As it turns out, reproductive coercion is something that happens. That is, men sabotage their partners' birth control, or lie about condoms falling off, or intimidate/threaten/beat their partners to prevent them using birth control. Reproductive coercion is a form of abuse. Its purpose is to tie a woman to her abuser for life.

This is a terrifying notion. The idea that a man could betray me in that fashion, the idea that any woman could have to bear the consequences of that betrayal, and the idea of a child having to grow up in that situation is utterly frightening.

But then consider what else is happening to these women. Imagine being in a situation where your partner is trying to force you to become pregnant, or in a situation where you are already pregnant against your will, and then trying to get help.

In many parts of this country, a woman in that situation will be slut shamed. Even well-meaning doctors might assume that woman is a fool who doesn't understand how to use birth control.

Or, that woman could encounter a professional who "values life."

After being abused by her partner, this woman could be denied access to birth control by a pharmacist. She could be denied access to the morning after pill. In many parts of the country, there is no practical way for this woman to access RU-486, a pill that induces abortion, which would be a way that she could obtain an abortion without her partner's knowledge.

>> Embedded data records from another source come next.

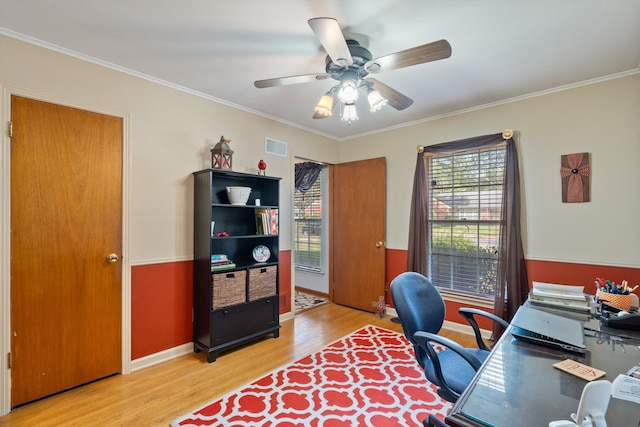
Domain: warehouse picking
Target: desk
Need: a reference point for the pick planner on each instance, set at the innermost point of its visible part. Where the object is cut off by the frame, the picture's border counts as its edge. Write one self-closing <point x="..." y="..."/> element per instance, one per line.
<point x="518" y="386"/>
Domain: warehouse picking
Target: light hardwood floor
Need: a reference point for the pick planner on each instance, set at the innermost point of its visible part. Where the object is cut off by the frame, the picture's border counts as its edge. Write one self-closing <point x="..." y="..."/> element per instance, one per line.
<point x="156" y="395"/>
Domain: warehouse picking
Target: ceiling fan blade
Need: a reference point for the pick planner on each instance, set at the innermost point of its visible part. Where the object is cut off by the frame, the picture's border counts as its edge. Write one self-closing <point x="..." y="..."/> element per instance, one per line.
<point x="290" y="80"/>
<point x="334" y="100"/>
<point x="394" y="98"/>
<point x="440" y="49"/>
<point x="330" y="35"/>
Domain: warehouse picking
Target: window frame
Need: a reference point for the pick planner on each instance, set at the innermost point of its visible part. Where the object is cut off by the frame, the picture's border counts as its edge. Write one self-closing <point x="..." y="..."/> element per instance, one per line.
<point x="317" y="190"/>
<point x="486" y="259"/>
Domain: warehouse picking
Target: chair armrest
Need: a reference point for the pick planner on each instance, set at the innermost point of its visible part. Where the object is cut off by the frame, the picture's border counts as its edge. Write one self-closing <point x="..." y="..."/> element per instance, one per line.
<point x="468" y="314"/>
<point x="424" y="339"/>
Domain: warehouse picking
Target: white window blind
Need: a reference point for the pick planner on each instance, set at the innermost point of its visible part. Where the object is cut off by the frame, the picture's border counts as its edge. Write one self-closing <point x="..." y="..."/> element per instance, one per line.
<point x="308" y="227"/>
<point x="464" y="220"/>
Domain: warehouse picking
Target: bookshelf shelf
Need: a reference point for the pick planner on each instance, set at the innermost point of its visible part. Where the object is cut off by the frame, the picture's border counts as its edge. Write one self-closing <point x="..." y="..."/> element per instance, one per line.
<point x="228" y="311"/>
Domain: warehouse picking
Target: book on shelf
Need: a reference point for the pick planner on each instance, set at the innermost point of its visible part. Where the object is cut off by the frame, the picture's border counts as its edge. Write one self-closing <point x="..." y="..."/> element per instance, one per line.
<point x="223" y="266"/>
<point x="263" y="221"/>
<point x="273" y="221"/>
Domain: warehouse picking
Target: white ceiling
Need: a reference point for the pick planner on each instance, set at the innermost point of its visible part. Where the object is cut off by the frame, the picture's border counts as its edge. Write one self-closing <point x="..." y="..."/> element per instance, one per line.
<point x="501" y="49"/>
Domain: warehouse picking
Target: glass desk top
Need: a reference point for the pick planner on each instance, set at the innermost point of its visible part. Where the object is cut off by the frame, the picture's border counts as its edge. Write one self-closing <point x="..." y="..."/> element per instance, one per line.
<point x="518" y="385"/>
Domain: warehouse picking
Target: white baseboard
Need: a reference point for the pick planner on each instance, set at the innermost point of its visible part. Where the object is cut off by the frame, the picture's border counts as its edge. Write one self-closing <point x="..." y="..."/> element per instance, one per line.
<point x="162" y="356"/>
<point x="172" y="353"/>
<point x="452" y="326"/>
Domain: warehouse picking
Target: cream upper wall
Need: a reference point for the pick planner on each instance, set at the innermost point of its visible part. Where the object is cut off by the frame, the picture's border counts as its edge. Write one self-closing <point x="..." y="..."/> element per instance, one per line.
<point x="169" y="130"/>
<point x="168" y="133"/>
<point x="602" y="119"/>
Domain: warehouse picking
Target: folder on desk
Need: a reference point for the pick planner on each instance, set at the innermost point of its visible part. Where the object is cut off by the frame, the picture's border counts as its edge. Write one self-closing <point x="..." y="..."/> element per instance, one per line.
<point x="544" y="328"/>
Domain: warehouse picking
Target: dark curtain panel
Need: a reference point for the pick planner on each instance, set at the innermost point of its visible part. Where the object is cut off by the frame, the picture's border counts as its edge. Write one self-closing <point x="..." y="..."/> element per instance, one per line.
<point x="512" y="284"/>
<point x="305" y="175"/>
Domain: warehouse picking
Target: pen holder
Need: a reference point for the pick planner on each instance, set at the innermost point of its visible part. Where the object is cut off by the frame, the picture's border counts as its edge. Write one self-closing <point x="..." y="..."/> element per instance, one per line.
<point x="623" y="302"/>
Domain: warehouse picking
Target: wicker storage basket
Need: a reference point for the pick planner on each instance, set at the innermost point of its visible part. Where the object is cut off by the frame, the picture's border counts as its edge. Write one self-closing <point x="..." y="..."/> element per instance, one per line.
<point x="229" y="288"/>
<point x="262" y="282"/>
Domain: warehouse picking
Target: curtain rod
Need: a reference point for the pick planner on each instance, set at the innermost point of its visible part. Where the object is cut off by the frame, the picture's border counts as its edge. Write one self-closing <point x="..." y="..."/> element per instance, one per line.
<point x="506" y="134"/>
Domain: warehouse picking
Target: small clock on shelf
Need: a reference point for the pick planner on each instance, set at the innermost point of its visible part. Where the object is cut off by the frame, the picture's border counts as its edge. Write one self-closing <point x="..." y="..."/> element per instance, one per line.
<point x="261" y="253"/>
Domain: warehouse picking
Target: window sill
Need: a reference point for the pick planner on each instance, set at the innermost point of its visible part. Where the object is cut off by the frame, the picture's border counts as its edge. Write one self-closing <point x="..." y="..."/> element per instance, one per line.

In some states, if she is married to her abuser, he will be notified if she attempts to have an abortion at a medical center.

Can you imagine coming to the realization that your partner lied to you--put holes in a condom or claimed it fell off and he didn't notice, or hid your birth control pills, or flat-out raped you--and that you were pregnant as a result? Can you imagine being then told by your doctor that you should've known better? That although you arranged a doctor's appointment at a time when you were able to get away from your abusive partner, you have to come back in 24 hours because the state isn't sure you really want an abortion? That you can't have RU-486 unless you can come back to the doctor's office two more times, even though this is not medically necessary, and instead you could go home, take the second pill, and say you were having a miscarriage? Or that you can only have an abortion if your husband, the man who betrayed you so you could never get away from him, signs a paper giving you permission?

I desperately hope that reproductive coercion is rare. But even if it is, the idea that anyone is put in the position, in the United States, of being forced to bear a child and be tied for life to a man who abused her in that fashion is abhorrent. The fact that this exists is reason enough that safe, legal abortion should be available to every woman. Because nobody deserves to live that way. No child deserves the life that goes along with that. Adoption might be an option in a situation like that, but adoption could also result in the abuser escalating his abusive behavior. In any case, it's not up to me. It shouldn't be up to the government. This should never happen to anyone, but if it does, the least we can do is allow a woman the dignity of deciding what happens next.